Et moi de rebuffer, du tact au talc :
— C’est vrai, le développement de notre intellect nous a fait perdre l’instinct animal. Aide-nous, ça sent quoi, grand fauve des savanes ?
Il n’hésite pas :
— Le Chinois, dit-il.
Alors là, je ricane plus.
— T’es certain ?
Le regard de mépris dont il m’accable est la plus véhémente des réponses.
Je tire mon feu et m’avance vers la porte du salon. Je tends l’oreille : rien !
Alors, comme dans les commandos de choc qui sont les premiers à investir une agglomération supposée évacuée, je fais signe à mes deux flics de se garer des taches. Ensuite je m’agenouille sur la banquette et j’ouvre à la volée. Puis, illico je plonge sur le côté. Et bien m’en prend. Le crachotement d’un Raskolnikov éclate. Râpeux, sec, malgré le silencieux qui essaie de la débruyanter.
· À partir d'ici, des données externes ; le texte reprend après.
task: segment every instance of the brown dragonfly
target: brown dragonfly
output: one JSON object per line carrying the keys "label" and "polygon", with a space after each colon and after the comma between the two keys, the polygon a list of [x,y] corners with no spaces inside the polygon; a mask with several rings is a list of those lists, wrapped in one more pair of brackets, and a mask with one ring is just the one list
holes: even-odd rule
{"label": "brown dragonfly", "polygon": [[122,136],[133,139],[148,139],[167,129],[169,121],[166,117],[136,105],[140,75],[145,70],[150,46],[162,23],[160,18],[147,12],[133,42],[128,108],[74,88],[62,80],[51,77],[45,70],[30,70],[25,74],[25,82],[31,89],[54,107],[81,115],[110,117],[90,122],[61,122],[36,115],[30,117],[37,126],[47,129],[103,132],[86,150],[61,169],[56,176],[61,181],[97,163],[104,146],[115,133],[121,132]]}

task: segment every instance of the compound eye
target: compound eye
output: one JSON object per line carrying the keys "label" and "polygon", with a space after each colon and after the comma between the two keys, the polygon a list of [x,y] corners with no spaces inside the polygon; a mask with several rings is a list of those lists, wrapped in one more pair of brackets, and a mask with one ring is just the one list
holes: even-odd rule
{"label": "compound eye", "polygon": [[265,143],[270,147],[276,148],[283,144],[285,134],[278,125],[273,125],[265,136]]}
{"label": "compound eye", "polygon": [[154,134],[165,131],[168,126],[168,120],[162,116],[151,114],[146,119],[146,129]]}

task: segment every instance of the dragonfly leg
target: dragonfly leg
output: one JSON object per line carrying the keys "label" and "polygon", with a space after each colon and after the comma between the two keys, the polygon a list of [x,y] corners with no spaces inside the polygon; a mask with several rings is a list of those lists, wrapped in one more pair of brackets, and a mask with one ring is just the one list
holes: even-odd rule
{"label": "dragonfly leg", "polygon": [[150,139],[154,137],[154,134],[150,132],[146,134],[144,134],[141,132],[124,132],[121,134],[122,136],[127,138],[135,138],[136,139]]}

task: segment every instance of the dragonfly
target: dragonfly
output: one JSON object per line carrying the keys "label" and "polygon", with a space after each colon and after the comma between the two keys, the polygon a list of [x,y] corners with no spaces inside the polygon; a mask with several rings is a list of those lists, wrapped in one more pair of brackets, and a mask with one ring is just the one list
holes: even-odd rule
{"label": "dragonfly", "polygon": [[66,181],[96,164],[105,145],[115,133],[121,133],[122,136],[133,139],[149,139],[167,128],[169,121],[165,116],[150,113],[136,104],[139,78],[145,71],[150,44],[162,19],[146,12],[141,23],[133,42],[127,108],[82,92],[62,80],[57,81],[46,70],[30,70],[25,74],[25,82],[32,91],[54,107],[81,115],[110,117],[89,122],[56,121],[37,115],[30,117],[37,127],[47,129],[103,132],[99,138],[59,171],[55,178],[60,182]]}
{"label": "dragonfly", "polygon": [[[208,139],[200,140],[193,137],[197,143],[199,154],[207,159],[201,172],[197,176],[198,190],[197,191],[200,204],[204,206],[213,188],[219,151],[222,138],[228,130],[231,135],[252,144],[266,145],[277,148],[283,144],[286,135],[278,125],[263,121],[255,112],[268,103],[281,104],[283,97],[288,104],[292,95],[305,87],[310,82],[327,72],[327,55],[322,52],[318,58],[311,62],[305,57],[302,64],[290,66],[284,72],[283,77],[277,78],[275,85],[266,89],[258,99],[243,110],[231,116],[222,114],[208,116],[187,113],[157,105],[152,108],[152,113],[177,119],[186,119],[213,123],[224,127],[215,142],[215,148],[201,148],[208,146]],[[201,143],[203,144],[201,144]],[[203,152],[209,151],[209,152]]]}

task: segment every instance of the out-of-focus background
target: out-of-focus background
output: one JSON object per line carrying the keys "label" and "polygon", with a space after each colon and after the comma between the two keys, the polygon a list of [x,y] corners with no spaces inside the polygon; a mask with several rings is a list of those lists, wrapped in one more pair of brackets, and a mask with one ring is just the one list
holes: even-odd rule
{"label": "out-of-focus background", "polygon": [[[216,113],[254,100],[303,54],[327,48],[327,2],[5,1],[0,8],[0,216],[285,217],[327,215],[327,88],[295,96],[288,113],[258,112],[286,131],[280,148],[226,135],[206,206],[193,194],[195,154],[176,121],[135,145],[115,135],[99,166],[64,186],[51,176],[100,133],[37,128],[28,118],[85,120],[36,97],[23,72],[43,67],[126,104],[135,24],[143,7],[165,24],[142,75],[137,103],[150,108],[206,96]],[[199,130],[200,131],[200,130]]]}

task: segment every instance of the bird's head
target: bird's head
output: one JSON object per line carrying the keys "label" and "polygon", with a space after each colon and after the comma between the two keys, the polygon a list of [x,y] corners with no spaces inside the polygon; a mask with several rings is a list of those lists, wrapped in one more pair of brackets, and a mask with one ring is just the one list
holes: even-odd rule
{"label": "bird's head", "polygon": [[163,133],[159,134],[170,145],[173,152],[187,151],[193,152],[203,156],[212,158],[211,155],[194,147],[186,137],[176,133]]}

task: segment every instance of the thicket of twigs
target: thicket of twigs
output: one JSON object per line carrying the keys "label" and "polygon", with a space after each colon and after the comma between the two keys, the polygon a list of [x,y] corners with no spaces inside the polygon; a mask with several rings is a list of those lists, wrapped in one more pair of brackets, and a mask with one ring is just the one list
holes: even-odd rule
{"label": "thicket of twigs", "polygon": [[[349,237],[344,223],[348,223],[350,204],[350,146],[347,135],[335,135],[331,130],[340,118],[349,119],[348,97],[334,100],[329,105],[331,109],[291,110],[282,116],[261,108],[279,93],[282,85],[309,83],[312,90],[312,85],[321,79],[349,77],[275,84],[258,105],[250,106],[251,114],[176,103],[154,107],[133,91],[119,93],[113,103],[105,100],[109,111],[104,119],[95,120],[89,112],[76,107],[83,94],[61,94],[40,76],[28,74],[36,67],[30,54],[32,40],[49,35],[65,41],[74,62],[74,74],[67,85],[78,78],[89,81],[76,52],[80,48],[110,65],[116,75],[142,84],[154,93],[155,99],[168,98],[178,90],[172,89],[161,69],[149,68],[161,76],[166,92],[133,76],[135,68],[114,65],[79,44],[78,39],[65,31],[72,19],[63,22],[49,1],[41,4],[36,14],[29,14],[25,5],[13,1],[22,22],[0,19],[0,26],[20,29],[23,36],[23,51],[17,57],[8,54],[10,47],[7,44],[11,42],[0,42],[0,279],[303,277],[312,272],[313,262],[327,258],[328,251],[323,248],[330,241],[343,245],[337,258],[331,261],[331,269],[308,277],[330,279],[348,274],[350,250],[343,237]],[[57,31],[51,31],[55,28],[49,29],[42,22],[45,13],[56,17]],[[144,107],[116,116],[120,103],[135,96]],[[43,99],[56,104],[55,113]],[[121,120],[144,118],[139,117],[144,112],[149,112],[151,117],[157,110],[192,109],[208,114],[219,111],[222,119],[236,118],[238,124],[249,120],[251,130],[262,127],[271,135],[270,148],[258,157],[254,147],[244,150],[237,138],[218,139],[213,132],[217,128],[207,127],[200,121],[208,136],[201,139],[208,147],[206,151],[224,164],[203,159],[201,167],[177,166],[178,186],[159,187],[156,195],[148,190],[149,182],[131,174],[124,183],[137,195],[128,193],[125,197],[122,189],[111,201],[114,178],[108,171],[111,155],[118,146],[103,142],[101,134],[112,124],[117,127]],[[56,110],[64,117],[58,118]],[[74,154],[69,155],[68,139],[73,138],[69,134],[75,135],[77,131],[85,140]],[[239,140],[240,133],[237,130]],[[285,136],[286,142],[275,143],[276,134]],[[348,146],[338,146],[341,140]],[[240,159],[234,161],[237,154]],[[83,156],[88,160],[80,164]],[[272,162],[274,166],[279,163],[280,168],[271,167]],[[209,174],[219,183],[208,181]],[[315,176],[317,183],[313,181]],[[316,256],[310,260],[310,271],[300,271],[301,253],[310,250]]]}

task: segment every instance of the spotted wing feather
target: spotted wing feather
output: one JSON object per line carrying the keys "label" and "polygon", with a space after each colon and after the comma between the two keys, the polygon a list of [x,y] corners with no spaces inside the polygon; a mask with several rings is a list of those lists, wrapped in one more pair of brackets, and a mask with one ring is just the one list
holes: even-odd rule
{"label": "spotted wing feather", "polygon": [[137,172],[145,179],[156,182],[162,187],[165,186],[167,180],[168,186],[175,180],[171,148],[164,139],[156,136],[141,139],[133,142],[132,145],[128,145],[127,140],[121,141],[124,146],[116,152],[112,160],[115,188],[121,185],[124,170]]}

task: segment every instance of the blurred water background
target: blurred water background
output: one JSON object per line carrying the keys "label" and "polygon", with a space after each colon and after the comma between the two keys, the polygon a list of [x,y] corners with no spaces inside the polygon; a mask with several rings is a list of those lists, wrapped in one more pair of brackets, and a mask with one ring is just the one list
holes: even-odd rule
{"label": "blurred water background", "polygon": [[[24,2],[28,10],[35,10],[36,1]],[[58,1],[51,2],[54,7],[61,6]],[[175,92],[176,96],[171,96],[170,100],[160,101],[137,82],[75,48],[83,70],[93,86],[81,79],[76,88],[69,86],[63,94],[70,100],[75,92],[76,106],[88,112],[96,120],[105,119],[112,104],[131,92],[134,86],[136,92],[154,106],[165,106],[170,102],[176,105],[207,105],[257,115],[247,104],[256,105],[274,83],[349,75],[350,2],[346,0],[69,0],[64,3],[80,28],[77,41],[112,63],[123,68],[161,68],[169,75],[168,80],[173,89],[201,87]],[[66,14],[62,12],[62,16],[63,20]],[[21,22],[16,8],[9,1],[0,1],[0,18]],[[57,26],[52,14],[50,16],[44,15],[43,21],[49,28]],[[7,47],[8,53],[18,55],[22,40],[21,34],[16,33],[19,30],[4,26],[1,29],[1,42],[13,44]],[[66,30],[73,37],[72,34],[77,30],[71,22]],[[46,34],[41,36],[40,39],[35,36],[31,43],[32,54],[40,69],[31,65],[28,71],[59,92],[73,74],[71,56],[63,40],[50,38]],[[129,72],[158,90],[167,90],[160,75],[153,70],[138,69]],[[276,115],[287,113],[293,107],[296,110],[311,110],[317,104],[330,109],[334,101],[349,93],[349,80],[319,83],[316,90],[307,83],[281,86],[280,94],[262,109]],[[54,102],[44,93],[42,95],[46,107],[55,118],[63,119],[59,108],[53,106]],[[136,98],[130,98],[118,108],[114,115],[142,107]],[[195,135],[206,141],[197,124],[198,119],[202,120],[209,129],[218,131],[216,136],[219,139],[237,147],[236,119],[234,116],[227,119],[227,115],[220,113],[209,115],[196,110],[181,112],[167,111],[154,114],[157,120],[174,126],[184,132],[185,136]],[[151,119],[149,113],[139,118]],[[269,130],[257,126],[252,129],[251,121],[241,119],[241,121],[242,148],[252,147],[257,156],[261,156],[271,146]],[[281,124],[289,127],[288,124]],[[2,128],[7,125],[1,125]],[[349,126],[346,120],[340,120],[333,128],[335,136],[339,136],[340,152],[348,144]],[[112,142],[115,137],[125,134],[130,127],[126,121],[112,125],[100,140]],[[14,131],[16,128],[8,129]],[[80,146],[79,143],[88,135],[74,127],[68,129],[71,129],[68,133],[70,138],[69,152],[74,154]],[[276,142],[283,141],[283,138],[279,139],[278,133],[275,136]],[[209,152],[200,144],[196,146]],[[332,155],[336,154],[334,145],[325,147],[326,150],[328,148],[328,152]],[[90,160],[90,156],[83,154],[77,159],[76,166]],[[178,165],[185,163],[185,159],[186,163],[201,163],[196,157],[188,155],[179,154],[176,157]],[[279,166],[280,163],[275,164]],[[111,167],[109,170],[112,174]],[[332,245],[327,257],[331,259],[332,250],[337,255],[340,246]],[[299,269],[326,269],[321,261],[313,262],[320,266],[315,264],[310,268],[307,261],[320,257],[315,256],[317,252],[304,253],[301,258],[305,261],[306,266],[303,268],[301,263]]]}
Une salve de bastos perfore des boiseries, des meubles et la carcasse du malheureux Boggy que mes amis avaient imprudemment déposé face à l’entrée du salon.
Dis donc, cette fois c’est du sérieux ! La grande guerre, avec l’artillerie de campagne ! J’ai mon feu en pogne et j’attends la suite des opérations d’un cœur trempé, en héros quotidien que je suis.
Un léger bruit de lèvres me fait tourner la tête. De l’autre côté du chambranle, Mathias me fait signe de ne pas broncher. Toujours le magicien de service, cézigus. Il me montre une espèce d’ampoule en forme de minuscule grenade. Il en casse une extrémité et la propulse dans la grande pièce.